Mas a liberdade de quem canta e escreve poesia, tem outra meta, outra vida. Fala-nos de gente que tem tempo para pensar, que pode escolher o que fazer, que conhece outros mundos, outras gentes e volta a casa, sabendo que mais tarde, se repete este ciclo de conforto e bem-estar. Gente que lê, que estuda, que conversa à mesa de restaurantes, entre amigos e partilha o que faz, sem receios, nem hesitações. Gente que visita exposições e assiste a concertos em salas silenciosas ou espaços barulhentos. A liberdade do bem-estar, marca a sociedade que criámos e onde tantos de nós se movem tranquilamente.

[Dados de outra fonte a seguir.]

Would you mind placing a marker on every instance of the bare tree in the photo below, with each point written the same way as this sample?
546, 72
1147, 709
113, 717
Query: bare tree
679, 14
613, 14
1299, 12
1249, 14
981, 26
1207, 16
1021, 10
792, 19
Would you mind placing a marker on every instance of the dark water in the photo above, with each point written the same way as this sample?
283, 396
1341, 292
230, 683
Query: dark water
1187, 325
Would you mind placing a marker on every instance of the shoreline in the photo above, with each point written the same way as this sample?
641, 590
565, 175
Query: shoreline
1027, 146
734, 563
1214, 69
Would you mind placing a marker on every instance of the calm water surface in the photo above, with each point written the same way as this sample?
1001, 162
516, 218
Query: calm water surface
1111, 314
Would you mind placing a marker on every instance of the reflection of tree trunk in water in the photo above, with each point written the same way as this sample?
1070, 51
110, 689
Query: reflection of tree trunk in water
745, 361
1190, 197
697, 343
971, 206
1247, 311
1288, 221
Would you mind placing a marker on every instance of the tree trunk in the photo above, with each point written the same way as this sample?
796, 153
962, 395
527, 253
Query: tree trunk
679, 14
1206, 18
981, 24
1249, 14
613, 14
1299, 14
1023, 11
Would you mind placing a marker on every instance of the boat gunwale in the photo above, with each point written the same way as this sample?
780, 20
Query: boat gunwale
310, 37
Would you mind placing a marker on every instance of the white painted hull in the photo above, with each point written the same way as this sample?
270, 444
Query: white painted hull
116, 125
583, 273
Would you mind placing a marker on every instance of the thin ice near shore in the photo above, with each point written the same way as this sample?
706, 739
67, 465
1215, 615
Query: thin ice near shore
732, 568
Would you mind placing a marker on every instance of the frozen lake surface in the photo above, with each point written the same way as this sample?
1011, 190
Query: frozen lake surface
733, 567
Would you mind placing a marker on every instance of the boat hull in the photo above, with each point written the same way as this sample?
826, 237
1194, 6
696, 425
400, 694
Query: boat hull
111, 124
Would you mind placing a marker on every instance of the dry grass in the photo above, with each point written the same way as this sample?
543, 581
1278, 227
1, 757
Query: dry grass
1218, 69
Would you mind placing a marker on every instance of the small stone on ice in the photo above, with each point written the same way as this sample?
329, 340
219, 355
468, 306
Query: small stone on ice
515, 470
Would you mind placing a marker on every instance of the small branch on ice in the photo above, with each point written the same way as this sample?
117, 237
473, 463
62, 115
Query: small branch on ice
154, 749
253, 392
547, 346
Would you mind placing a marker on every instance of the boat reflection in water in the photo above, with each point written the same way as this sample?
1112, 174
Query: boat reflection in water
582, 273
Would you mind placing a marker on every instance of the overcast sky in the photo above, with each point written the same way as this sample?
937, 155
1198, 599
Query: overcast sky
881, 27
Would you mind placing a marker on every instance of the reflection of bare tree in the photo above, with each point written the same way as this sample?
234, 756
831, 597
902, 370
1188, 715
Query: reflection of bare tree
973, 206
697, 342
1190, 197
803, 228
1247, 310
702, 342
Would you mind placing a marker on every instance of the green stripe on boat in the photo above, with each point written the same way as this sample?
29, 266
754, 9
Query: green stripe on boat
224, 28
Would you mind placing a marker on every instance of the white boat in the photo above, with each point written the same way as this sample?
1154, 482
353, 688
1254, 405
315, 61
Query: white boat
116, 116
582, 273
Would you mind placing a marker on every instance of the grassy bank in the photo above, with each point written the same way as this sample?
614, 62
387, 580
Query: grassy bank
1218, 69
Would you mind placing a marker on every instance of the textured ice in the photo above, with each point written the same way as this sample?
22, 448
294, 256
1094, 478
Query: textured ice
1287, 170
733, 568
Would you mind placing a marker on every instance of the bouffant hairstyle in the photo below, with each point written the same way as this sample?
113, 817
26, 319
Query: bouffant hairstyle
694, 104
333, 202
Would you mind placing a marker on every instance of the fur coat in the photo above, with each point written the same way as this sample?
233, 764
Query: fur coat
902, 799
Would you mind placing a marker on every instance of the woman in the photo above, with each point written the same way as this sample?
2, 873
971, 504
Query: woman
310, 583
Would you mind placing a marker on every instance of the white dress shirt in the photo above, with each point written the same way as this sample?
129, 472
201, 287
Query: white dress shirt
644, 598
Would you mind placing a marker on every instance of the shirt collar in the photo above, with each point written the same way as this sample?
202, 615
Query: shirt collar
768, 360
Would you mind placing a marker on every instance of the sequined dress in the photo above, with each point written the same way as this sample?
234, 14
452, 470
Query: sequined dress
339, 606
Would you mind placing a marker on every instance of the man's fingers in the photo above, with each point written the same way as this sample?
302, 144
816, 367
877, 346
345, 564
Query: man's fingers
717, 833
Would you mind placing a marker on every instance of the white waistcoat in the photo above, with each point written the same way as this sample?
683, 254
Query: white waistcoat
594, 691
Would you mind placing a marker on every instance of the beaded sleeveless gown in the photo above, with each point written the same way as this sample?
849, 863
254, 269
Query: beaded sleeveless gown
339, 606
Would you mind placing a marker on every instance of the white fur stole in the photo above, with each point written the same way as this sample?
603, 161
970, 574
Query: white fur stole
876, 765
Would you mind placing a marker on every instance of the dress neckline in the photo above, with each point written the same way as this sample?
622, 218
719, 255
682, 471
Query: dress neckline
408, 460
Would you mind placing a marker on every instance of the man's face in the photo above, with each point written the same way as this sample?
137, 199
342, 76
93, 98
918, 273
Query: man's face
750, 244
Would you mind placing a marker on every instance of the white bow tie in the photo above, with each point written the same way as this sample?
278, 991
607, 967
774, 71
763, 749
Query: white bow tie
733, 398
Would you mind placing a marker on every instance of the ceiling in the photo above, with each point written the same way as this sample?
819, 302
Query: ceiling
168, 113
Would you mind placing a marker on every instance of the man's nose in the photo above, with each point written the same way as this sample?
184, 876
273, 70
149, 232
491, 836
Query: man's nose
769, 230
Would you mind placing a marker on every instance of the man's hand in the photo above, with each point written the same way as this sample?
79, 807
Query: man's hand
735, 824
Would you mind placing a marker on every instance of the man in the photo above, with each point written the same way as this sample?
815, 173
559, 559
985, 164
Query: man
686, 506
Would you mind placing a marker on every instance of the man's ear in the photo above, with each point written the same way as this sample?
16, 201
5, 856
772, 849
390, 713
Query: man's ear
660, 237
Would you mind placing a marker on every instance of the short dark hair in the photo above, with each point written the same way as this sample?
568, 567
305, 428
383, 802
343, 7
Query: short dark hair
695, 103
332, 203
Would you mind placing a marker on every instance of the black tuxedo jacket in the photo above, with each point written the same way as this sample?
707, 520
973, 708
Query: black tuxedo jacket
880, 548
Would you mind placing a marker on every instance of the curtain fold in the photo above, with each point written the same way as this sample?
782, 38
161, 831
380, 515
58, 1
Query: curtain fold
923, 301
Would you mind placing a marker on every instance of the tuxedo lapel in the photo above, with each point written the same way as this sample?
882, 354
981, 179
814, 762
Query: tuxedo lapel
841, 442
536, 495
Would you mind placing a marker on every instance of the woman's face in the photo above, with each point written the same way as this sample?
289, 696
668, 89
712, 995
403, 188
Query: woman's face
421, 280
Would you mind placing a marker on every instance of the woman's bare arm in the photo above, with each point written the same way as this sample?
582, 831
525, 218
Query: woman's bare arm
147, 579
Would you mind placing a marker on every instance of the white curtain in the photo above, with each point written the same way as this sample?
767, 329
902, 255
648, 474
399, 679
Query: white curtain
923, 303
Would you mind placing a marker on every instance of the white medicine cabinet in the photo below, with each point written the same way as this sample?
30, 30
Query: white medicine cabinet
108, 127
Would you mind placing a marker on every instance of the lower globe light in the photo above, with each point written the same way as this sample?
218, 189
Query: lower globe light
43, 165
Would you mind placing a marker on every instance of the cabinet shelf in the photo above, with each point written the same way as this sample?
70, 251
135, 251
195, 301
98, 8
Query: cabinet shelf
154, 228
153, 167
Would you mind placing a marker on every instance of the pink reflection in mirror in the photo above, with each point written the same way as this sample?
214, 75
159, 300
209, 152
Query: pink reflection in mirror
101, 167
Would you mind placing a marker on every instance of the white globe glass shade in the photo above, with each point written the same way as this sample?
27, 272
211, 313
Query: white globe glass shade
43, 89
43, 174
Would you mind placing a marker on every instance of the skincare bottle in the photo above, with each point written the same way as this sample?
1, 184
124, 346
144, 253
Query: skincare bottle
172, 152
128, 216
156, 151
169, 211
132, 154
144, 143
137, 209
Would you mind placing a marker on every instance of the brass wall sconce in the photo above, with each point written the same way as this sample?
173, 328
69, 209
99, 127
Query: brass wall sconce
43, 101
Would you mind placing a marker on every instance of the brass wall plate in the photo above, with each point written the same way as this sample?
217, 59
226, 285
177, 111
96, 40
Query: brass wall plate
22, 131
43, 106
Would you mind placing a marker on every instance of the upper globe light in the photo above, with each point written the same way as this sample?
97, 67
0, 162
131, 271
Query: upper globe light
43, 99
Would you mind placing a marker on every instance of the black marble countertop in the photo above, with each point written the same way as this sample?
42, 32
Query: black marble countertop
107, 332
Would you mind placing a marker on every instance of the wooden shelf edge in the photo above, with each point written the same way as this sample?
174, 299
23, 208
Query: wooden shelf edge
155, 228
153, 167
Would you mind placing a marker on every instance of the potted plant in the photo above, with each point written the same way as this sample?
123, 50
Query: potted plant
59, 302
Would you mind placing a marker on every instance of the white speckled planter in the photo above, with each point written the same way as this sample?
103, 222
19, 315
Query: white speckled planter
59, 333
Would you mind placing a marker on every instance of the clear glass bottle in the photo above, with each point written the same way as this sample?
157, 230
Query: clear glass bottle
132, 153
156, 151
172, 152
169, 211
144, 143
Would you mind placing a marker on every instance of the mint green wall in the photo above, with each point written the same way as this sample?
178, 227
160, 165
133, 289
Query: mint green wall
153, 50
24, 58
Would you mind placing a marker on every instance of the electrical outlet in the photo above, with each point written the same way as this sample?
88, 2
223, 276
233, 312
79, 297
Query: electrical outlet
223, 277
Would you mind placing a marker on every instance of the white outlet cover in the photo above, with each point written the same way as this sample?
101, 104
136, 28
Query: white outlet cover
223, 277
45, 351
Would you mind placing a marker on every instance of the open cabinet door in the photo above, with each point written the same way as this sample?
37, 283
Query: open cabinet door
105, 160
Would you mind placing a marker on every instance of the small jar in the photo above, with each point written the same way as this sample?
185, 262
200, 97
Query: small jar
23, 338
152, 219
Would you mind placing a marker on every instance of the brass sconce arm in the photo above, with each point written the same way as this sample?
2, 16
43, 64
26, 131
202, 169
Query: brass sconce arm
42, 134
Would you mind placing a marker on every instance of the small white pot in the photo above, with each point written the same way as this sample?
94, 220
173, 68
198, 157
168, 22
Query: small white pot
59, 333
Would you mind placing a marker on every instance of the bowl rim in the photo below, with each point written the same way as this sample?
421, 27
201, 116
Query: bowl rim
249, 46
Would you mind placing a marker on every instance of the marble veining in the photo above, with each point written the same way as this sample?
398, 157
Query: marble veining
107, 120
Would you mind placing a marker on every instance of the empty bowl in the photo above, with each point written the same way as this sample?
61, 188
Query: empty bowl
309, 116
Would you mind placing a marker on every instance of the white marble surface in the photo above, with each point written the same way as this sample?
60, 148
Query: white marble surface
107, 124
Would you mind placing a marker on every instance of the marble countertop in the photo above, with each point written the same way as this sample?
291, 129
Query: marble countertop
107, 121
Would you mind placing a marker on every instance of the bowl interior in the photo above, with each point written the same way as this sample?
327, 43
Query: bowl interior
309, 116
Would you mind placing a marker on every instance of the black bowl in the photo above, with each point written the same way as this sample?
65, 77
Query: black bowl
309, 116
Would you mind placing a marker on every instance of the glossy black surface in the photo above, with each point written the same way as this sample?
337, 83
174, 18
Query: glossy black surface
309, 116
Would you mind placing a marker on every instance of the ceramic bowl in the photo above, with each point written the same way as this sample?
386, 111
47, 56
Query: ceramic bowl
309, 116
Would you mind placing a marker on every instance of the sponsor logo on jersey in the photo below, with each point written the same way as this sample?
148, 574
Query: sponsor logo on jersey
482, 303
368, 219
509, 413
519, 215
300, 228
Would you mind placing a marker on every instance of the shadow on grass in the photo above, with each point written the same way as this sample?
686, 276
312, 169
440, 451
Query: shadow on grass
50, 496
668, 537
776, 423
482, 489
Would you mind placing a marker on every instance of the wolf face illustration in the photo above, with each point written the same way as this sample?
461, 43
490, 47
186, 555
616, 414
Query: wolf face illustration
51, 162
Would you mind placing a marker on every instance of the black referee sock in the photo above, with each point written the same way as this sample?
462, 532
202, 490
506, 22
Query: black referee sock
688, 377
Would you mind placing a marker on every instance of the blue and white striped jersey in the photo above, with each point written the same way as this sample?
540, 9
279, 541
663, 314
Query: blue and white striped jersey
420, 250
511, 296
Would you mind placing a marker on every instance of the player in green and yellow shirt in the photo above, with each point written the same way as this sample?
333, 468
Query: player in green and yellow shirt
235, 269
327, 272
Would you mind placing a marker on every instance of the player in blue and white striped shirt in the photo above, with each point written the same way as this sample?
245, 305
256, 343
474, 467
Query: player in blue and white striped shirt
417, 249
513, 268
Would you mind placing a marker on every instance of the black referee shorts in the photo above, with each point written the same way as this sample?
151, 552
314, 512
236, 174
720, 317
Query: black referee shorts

Enquanto crente, só a inquietação da presença de Deus, feita pessoa em Jesus Ressuscitado, desequilibra o mundo que vejo e sinto, neste ano que começa. Porque me assegura a vitória do Bem sobre o Mal. Porque me diz que é possível vivermos juntos, cuidarmos do próximo como de nós mesmos, amarmos os inimigos, sermos capazes de gestos de Paz a cada dia que passa. Porque me dá a certeza da condição de filhos livres e muito amados. Sem exceções.
Em vésperas de conhecer a Mensagem do Papa Francisco para o próximo Dia Mundial das Comunicações Sociais, reitero a importância crucial da comunicação social no seu todo e da comunicação social da Igreja em particular, na leitura do tempo que vivemos, na compreensão das implicações do que fazemos ou do que permitimos que aconteça e, de um modo especial, na capacidade de anunciarmos a Esperança, a Fé e a Caridade que professamos. Sem julgamentos radicais, divisões desejadas, certezas pessoais.
E conscientes de que a liberdade religiosa é determinante na construção de uma nova humanidade, em que cada homem, cada mulher, cada jovem e cada criança, possam conhecer e amar o mistério do divino que habita o mundo.